Pour M. Lacerte et les signataires, M. Rosenberg est «indigne de siéger sur cette commission au mandat particulièrement délicat», parce qu’il contreviendrait depuis des années à divers règlements municipaux.
Ainsi, le membre de la communauté hassidique se stationnerait illégalement, en double et/ou à contresens devant la synagogue de la rue Hutchison. Un volumineux document, accompagné de photos, dont nous avons fait état dans l’Express d’Outremont du 25 octobre, a été présenté à la séance d’octobre.
M. Lacerte a soutenu que cette bataille n’était pas terminée. Insatisfait de la réponse de M. Moffat, il a dit que «la commission avait comme mandat de favoriser le rapprochement entre les communautés ethniques. En ne prenant pas acte de ce que je vous ai donné, votre commission n’a plus aucune crédibilité. […] Vous n’avez pas répondu à ma question, vous vous êtes défilés, vous n’avez pas de culottes», a-t-il conclu, sommé de s’asseoir par le maire suppléant.
Rappel des faits
C’est la troisième fois en autant de mois que M. Lacerte se présente au conseil avec une demande de destitution pour ce membre de la Commission consultative permanente sur les relations intercommunautaires.
Le résidant, ancien journaliste, a soulevé une première fois cette question à la séance du conseil d'arrondissement de septembre, sans nommer M. Rosenberg.
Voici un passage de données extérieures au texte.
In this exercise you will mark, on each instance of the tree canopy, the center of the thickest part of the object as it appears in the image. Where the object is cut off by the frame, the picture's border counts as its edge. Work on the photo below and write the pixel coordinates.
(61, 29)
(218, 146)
Le maire de l’époque, Stéphane Harbour, lui avait dit d’aller voir le Service de police pour régler ce problème de stationnement, mais n’avait rien proposé en ce qui a trait à la légitimité de M. Rosenberg à siéger à la commission. Au poste de quartier 24, M. Lacerte dit avoir parlé a une agente qui lui aurait dit «mon pauvre monsieur, que voulez-vous qu’on fasse avec votre dossier? Si les élus vous ont demandé de venir ici avec votre dossier, c’est parce que c’est une patate chaude et n’en veulent pas.»